Neural Network Ensembles to Real-time Identification of Plug-level Appliance Measurements
This addresses the problem of identifying electrical appliances from consumption profiles for applications like Non-Intrusive Load Monitoring, but it is incremental as it builds on existing classification models.
The paper tackled the appliance identification problem by proposing a neural network ensembles approach that uses raw current and voltage waveforms, eliminating the need for engineered signatures, and achieved evaluation on a dataset from 55 buildings with 11 appliance categories and over 1000 measurements.

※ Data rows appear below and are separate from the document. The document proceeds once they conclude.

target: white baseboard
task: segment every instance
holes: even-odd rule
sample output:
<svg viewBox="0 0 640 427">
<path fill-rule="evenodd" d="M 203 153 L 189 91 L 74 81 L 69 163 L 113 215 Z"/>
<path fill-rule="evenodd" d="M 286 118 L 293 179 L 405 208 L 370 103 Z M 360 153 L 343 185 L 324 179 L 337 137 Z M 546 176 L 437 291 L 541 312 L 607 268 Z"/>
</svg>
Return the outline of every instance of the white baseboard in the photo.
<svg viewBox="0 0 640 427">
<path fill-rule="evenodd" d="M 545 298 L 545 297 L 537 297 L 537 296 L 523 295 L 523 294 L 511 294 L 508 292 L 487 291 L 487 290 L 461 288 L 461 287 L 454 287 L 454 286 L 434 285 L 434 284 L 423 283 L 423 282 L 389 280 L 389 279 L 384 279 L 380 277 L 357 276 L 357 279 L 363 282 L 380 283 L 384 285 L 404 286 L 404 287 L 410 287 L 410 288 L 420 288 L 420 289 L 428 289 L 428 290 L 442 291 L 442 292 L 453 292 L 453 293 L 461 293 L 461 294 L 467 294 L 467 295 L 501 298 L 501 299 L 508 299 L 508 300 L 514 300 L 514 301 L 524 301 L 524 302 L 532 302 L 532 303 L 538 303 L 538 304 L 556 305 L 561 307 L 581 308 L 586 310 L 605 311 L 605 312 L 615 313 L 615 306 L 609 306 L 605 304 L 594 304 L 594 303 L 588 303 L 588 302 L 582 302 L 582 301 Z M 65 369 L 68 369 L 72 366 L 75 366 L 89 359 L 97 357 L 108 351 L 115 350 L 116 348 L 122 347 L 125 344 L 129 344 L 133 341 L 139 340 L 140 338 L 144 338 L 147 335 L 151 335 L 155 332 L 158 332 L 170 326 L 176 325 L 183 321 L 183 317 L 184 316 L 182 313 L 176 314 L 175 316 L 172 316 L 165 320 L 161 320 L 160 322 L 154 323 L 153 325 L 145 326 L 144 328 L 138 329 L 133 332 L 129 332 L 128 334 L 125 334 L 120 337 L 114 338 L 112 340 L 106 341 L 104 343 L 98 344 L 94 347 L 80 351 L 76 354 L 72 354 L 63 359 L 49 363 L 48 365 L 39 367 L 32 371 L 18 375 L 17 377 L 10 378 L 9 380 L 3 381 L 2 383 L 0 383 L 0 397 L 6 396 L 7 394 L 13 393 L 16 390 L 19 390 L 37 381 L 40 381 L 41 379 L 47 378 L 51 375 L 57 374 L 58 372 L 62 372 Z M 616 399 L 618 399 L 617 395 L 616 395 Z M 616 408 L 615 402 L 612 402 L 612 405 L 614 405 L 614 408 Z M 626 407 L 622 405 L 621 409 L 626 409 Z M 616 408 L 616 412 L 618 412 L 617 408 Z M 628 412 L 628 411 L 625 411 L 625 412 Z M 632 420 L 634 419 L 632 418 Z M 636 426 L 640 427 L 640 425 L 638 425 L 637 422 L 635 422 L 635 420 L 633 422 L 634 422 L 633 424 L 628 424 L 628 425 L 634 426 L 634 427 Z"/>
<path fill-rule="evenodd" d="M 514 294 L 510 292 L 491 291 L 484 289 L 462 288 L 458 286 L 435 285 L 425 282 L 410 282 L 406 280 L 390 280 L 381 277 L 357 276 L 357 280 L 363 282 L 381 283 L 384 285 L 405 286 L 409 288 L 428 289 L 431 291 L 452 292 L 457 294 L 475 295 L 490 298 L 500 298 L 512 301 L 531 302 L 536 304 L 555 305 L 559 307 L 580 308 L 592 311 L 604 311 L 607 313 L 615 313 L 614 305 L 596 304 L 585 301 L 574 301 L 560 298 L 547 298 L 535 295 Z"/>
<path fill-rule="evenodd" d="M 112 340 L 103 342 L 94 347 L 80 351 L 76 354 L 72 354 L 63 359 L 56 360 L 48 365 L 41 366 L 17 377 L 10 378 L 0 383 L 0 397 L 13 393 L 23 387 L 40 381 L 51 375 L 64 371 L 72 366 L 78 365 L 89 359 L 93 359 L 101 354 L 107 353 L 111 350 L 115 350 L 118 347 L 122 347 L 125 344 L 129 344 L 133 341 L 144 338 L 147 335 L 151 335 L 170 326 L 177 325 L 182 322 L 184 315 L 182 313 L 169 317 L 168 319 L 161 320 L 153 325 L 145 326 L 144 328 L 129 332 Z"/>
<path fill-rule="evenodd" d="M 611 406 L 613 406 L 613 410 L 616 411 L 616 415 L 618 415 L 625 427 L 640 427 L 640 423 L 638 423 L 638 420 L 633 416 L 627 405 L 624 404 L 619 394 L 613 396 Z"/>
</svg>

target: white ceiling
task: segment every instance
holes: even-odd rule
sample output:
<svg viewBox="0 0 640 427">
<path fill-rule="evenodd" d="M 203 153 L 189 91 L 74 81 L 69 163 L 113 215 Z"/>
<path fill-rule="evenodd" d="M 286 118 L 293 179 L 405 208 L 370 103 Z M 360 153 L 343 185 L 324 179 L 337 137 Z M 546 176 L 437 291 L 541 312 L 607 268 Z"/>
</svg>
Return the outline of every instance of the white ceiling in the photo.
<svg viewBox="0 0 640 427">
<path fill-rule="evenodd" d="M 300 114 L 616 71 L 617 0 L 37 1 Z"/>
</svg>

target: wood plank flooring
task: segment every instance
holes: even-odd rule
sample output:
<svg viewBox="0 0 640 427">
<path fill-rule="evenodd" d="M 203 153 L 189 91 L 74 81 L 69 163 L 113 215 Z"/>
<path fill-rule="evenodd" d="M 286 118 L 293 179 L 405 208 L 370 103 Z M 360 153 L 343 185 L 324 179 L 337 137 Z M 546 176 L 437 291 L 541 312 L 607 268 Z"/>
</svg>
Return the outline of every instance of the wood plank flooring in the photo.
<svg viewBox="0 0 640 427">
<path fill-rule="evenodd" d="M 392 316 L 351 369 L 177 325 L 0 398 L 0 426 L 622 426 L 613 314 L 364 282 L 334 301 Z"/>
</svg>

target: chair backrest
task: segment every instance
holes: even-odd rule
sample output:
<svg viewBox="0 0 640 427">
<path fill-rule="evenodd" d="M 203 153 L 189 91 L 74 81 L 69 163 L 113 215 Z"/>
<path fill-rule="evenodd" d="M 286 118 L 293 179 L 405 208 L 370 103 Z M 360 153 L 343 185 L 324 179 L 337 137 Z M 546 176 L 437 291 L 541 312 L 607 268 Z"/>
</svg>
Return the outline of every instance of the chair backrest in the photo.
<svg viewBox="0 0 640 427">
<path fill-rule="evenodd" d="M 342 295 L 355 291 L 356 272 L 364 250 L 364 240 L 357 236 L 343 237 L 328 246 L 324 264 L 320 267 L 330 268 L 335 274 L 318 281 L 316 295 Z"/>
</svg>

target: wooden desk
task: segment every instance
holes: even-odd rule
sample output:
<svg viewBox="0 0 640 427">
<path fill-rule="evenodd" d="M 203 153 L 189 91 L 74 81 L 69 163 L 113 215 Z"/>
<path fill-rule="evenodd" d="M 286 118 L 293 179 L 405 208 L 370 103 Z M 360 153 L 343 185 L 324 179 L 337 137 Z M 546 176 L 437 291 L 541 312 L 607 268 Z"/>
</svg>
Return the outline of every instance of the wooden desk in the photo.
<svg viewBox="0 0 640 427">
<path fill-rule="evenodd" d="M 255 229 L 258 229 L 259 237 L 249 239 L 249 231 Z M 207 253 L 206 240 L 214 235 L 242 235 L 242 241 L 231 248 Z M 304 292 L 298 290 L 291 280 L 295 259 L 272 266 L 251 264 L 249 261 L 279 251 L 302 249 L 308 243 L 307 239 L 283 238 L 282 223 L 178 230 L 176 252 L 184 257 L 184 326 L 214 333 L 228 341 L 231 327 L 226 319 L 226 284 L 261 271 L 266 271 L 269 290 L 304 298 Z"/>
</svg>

The problem of identifying end-use electrical appliances from their individual consumption profiles, known as the appliance identification problem, is a primary stage in both Non-Intrusive Load Monitoring (NILM) and automated plug-wise metering. Therefore, appliance identification has received dedicated studies with various electric appliance signatures, classification models, and evaluation datasets. In this paper, we propose a neural network ensembles approach to address this problem using high resolution measurements. The models are trained on the raw current and voltage waveforms, and thus, eliminating the need for well engineered appliance signatures. We evaluate the proposed model on a publicly available appliance dataset from 55 residential buildings, 11 appliance categories, and over 1000 measurements. We further study the stability of the trained models with respect to training dataset, sampling frequency, and variations in the steady-state operation of appliances.